I grew up in a two-parent home with two sisters and three brothers. The crazy part is my parents were divorced but still decided to live together to raise us. Of course, it wasn’t perfect with them living together but our good days definitely outweighed our bad.
We didn’t have everything we needed and not too much of what we wanted, but we were definitely given the thing we needed most, and that was time. My parents would always take us to the park, movies, play sports with us in the yard, and even have sleepovers with other families. Those were some of the best times of my life.
I can remember my older brother Ronnie building obstacle courses (similar to the one on Gladiator), as well as our first clubhouse in the woods. Outside was one of our favorite places because that is where our imaginations would run free.

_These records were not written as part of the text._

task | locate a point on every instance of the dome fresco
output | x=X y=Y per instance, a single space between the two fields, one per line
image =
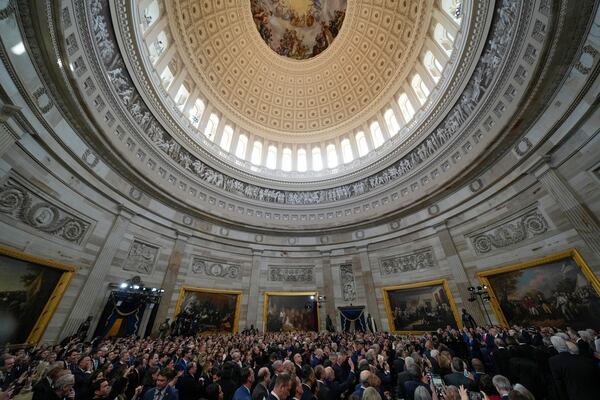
x=298 y=29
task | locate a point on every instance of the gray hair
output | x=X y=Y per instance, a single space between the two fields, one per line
x=559 y=344
x=371 y=393
x=523 y=390
x=501 y=383
x=421 y=393
x=64 y=381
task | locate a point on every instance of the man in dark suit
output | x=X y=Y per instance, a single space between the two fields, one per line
x=308 y=382
x=337 y=388
x=575 y=377
x=457 y=377
x=261 y=391
x=322 y=388
x=163 y=390
x=281 y=390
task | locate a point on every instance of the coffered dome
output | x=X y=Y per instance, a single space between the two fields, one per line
x=279 y=117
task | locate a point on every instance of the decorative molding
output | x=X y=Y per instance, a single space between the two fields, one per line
x=215 y=269
x=297 y=273
x=348 y=282
x=414 y=261
x=527 y=224
x=141 y=257
x=23 y=205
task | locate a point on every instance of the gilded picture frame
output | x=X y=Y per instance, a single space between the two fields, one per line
x=302 y=299
x=410 y=289
x=63 y=274
x=206 y=291
x=549 y=263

We would climb on top of my grandma’s house when she wasn’t home and slide down the antenna pole like we were firefighters. We would put cans or little Hug juice bottles between the tire and the frame on our bikes just so they could make loud noises like we were on a motorcycle. There was so much we would do outdoors, from picking blackberries and sour weed, to walking to the neighborhood store to get snacks.

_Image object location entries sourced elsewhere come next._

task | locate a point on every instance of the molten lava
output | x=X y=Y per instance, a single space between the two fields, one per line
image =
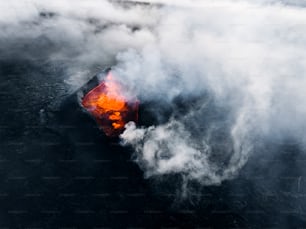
x=111 y=109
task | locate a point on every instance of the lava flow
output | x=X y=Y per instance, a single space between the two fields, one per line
x=108 y=105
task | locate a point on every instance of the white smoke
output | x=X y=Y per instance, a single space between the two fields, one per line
x=243 y=61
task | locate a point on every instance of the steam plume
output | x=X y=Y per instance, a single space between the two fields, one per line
x=238 y=65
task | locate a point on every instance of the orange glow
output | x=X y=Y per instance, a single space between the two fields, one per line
x=110 y=107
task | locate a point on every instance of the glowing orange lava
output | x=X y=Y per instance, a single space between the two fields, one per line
x=111 y=109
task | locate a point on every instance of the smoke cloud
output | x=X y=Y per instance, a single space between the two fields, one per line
x=229 y=74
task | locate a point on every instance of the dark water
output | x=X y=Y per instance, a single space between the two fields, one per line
x=57 y=170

Back then we were just kids and doing exactly what kids were supposed to do.
Today, children don’t seem to enjoy the outdoors as much. I haven’t heard a child say anything about an imaginary friend in years. And it’s probably because they always have so many ways to talk to their real friends. Electronics have taken over our children in many ways.

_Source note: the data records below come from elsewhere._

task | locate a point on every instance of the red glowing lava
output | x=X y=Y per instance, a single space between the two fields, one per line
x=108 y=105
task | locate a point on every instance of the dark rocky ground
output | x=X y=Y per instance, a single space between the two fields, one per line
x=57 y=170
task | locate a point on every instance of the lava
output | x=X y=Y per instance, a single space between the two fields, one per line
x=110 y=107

I try as much as possible to give my children the experiences I had as a child. From packing or buying lunch, to having a picnic at the park, to just going outside and enjoying being a kid.
There was one time at my mother-in-law’s house I decided that I would make mud pies with my girls. We had so much fun. They were so interested in how my childhood was and what all we would do to have fun.
Since then I’ve been giving them those same experiences I had.
They’ve watched the very same movies I watched as a child with my parents and siblings. I’ve made some of the same traditions with them that my mom made with us. I even buy board games to play with them so we can have that quality time.
I especially do these things if I feel like they’ve had too much screen time, or when I feel like I’m missing out on something that’s going on in their lives. The latter may not happen much because they are only 13, 11 and nine. But I just want to be able to have that time with them that was given to me, despite the fact that this generation is very much about technology.
I always tell other parents how important it is to spend time with your kids even if they don’t want to. Sometimes it’s best to tell our children to put down the electronics and spend some time talking or hanging out together.
What’s most important to a child is not what you buy them, but the amount of time you spend with them.